A new year is usually a time of hope. Personally, I struggle with it as it’s an annual reminder of a great hurt in my life.
Nearly 50 years on and I still feel it acutely. For good or ill, it chartered my course in life.
So, when I learned that the British government, on New Year’s Eve, had lodged an appeal of the High Court ruling in favour of establishing a public inquiry into the murder of Sean Brown, I was incandescent with rage, not just at the timing but at the needless cruelty and insult to Bridie, the 87-year-old widow of Mr Brown.
It’s hard to evaluate the full impact or injury for the Brown family.
Adding to the hurt, a Northern Ireland Office spokesperson said: “We have enormous sympathy for Mrs Brown and her family who have suffered so much since Sean Brown’s murder.”
To the anonymous NIO spokesperson, let me been quite blunt: those words are completely meaningless. The Brown family have had their fill of tea and sympathy. They deserve justice.
“Hope,” we are told, “does not glimmer; it burns”.
Mrs Brown has kept such hope burning for answers since the cold and callous murder of her husband in 1997 by the Loyalist Volunteer Force (LVF), ably assisted by state agents.

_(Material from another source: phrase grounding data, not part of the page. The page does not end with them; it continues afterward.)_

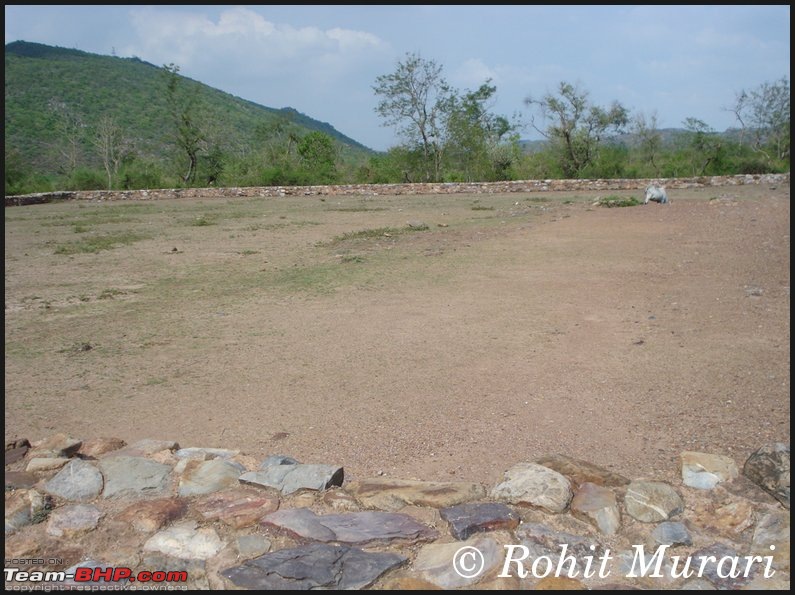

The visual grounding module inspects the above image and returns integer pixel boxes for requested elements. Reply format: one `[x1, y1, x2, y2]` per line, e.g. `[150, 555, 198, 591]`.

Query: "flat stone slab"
[439, 502, 520, 540]
[221, 543, 406, 590]
[99, 456, 172, 499]
[240, 463, 343, 495]
[261, 507, 439, 544]
[347, 478, 486, 511]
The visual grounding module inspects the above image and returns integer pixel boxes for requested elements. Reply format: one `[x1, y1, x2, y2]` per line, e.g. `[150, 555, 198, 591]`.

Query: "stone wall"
[5, 173, 790, 207]
[4, 436, 790, 590]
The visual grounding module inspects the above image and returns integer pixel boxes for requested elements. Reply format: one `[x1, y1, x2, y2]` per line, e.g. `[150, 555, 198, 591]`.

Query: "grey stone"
[491, 462, 573, 513]
[624, 481, 683, 523]
[236, 535, 271, 559]
[261, 507, 439, 544]
[650, 521, 692, 547]
[221, 543, 406, 590]
[100, 456, 172, 499]
[240, 463, 343, 495]
[174, 447, 239, 460]
[440, 502, 520, 540]
[43, 459, 104, 502]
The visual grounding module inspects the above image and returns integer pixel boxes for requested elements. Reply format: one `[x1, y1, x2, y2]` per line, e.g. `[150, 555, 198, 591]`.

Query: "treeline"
[4, 53, 789, 196]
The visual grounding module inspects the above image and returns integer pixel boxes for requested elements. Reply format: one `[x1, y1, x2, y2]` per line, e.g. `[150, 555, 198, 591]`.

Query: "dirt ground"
[4, 184, 790, 487]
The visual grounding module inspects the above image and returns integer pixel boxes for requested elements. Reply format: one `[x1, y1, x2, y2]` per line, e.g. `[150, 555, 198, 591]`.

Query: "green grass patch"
[328, 223, 430, 245]
[595, 195, 642, 208]
[189, 215, 217, 226]
[54, 232, 149, 254]
[325, 206, 388, 212]
[98, 288, 126, 299]
[471, 205, 495, 211]
[340, 254, 365, 264]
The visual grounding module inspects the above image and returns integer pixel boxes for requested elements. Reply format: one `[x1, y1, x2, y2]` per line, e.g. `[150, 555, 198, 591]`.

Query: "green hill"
[4, 40, 373, 187]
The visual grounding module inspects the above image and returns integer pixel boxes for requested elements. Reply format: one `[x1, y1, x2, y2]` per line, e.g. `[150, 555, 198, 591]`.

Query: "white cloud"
[126, 7, 387, 76]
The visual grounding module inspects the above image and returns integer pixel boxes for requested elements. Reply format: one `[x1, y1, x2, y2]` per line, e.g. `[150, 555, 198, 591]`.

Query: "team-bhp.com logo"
[452, 543, 778, 581]
[5, 564, 189, 590]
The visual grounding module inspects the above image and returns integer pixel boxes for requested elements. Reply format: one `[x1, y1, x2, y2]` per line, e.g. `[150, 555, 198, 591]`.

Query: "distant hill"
[4, 40, 374, 175]
[519, 127, 744, 154]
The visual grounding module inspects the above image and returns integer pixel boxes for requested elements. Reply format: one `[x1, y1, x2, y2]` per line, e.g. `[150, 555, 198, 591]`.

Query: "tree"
[162, 63, 206, 184]
[682, 117, 724, 176]
[445, 81, 520, 181]
[524, 81, 629, 178]
[730, 77, 790, 164]
[373, 52, 456, 182]
[298, 131, 338, 184]
[93, 114, 130, 190]
[48, 99, 85, 175]
[630, 111, 663, 176]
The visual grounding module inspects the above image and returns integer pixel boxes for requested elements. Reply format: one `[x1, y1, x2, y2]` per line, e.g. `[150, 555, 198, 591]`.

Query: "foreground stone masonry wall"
[4, 436, 790, 590]
[5, 173, 790, 206]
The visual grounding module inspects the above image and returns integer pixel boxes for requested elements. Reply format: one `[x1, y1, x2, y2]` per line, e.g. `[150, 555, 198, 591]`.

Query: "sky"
[5, 5, 791, 152]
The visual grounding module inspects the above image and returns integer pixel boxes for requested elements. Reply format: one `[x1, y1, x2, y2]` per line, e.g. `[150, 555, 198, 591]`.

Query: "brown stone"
[347, 477, 486, 511]
[195, 488, 279, 528]
[535, 454, 630, 489]
[78, 437, 126, 458]
[117, 498, 188, 533]
[5, 471, 39, 489]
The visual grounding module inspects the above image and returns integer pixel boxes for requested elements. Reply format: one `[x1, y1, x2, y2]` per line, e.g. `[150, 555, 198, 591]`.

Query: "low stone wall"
[4, 435, 790, 590]
[5, 173, 789, 207]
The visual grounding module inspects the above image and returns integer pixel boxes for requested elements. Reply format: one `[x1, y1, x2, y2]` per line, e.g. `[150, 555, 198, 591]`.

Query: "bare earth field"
[4, 184, 790, 487]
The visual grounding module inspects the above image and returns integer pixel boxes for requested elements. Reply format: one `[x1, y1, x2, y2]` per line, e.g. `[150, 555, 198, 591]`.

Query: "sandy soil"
[4, 184, 790, 486]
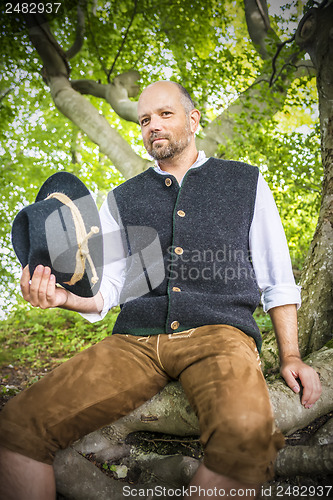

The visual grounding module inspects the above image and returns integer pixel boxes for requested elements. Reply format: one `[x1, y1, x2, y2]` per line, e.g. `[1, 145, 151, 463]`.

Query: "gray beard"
[148, 132, 191, 161]
[150, 142, 182, 160]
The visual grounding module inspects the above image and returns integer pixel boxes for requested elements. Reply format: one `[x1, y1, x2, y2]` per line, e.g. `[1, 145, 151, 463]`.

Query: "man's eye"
[162, 111, 171, 116]
[141, 118, 149, 126]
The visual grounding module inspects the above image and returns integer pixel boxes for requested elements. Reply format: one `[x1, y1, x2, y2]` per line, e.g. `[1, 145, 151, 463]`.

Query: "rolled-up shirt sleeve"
[250, 173, 301, 312]
[80, 199, 126, 323]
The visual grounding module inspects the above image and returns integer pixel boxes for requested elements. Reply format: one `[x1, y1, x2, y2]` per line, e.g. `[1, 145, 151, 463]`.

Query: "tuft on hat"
[11, 172, 103, 297]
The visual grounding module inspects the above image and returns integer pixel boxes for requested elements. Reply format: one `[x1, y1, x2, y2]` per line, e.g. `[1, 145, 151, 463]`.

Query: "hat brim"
[12, 172, 103, 298]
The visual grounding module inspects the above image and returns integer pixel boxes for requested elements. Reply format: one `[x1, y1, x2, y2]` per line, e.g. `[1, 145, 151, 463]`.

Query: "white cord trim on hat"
[46, 192, 99, 287]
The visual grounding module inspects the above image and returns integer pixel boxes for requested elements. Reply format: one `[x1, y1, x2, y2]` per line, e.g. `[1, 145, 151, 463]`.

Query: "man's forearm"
[60, 289, 104, 315]
[268, 304, 301, 362]
[269, 303, 322, 407]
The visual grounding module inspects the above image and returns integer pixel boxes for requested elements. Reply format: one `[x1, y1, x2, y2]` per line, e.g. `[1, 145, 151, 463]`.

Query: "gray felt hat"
[11, 172, 103, 297]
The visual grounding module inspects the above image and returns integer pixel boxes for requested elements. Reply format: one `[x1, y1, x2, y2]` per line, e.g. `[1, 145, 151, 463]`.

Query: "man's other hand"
[280, 356, 322, 409]
[20, 265, 68, 309]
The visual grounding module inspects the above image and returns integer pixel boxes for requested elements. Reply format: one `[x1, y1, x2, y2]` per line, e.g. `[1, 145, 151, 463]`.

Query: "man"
[0, 81, 322, 499]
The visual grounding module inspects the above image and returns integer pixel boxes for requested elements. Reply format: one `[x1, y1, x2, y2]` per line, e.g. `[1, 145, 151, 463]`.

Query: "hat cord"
[46, 192, 100, 287]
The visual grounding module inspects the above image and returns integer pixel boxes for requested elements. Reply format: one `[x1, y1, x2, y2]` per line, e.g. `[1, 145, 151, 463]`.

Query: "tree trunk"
[295, 2, 333, 355]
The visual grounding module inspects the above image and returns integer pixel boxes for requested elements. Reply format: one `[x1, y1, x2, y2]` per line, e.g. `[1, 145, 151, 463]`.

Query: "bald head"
[138, 81, 195, 117]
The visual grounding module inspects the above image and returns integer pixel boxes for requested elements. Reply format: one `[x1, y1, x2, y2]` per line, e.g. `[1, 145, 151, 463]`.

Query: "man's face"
[138, 82, 192, 161]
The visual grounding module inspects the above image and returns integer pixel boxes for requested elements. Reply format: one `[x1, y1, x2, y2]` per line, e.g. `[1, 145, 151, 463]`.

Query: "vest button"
[171, 321, 180, 330]
[177, 210, 185, 217]
[165, 178, 172, 187]
[172, 286, 181, 292]
[175, 247, 183, 255]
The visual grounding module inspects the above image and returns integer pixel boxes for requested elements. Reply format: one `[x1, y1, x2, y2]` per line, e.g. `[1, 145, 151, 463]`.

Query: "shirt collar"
[153, 150, 207, 178]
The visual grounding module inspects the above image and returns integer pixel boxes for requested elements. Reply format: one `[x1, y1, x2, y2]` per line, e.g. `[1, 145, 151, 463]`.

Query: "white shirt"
[82, 152, 301, 322]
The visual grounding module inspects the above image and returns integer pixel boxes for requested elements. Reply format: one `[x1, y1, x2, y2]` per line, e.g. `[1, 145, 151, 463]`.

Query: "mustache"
[149, 133, 170, 144]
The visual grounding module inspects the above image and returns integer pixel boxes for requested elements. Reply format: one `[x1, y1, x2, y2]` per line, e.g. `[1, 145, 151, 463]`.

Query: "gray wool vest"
[108, 158, 262, 350]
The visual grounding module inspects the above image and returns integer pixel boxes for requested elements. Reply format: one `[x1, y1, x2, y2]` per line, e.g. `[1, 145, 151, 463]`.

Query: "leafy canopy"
[0, 0, 321, 313]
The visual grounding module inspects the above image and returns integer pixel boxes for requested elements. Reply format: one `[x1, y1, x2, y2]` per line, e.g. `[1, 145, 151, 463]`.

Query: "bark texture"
[295, 2, 333, 355]
[275, 444, 333, 477]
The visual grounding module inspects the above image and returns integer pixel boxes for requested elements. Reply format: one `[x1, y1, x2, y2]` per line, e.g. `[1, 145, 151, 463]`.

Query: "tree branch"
[199, 1, 311, 158]
[196, 74, 288, 157]
[275, 444, 333, 476]
[71, 79, 107, 99]
[91, 0, 98, 16]
[0, 88, 12, 103]
[244, 0, 281, 60]
[49, 75, 147, 177]
[70, 127, 80, 164]
[86, 7, 108, 78]
[295, 1, 333, 65]
[26, 16, 148, 177]
[269, 35, 296, 86]
[26, 15, 70, 78]
[71, 70, 140, 123]
[294, 59, 316, 79]
[243, 0, 314, 90]
[196, 54, 315, 158]
[106, 71, 140, 123]
[54, 442, 333, 500]
[255, 0, 270, 30]
[107, 0, 139, 82]
[66, 0, 86, 60]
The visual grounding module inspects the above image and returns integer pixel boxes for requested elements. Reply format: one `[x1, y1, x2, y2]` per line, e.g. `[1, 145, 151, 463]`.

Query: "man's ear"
[189, 109, 201, 133]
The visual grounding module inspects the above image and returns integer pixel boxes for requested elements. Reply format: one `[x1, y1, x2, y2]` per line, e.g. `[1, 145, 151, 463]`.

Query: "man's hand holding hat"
[21, 265, 68, 310]
[13, 171, 105, 314]
[20, 264, 104, 313]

The extensive levels of collusion/infiltration between state agents and the senior ranks of loyalist and republican paramilitaries has been well proven and never in doubt.
Sinn Féin and the DUP are content not to expose the dirty past of many within the ranks of loyalism and militant republicanism.
Victims get plenty of platitudes and pennies, whilst former paramilitaries get pardons and millions in so called “transitioning” support.
But the great calumny is the British Government’s cruel intent to oppose the one shed of light victims and their families have yearned for, by smoke-screening the pathway to truth by citing “national security”. (While in the Netherlands, they have just published the names of nearly 400,000 Dutch citizens who collaborated with the Nazis).
Whether in Amsterdam or Armagh, the public has a right to know what their parents did during war. There should be no glossing over the truth or the extent of collusion.
It is time for this British government to come clean.
Until they do so, the cries for justice will echo in the heavens until victims have their day.
Since the Good Friday Agreement, victims and their families have been treated atrociously by both the British and Irish Governments.
In the words of one now aged victim, who survived one of the worst atrocities in the north, “it’s as if they are just waiting for us to die out”.
And with their deaths the government believe their stories will die too. But they won’t.
Unfortunately for the British Government, the victims, their families and justice campaigners will always be an inconvenient truth and an inescapable reminder of the blood on the hands of successive administrations throughout the Troubles.
The NIO has spent its entire existence since 1973 covering up and obstructing the truth. Apparently the GFA brought no new dispensation, compassion or openness to that department.
The Legacy Act brought forward by the previous Tory government was an iniquitous and shabby piece of legislation. Labour promised to repeal the Act.
There will be some victims' families who will look to the Independent Commission for Reconciliation and Information Recovery (ICRIR) for answers. And that may suffice for them. But not all victims share their confidence.
So there is an onus on the Secretary of State, Hilary Benn, to expedite meaningful reforms if the ICRIR is to win hearts and minds. Actions, not words, matter.
As Martin Luther King said: “We must accept finite disappointment but never lose infinite hope.”
The Browns and others will keep the flame of hope burning.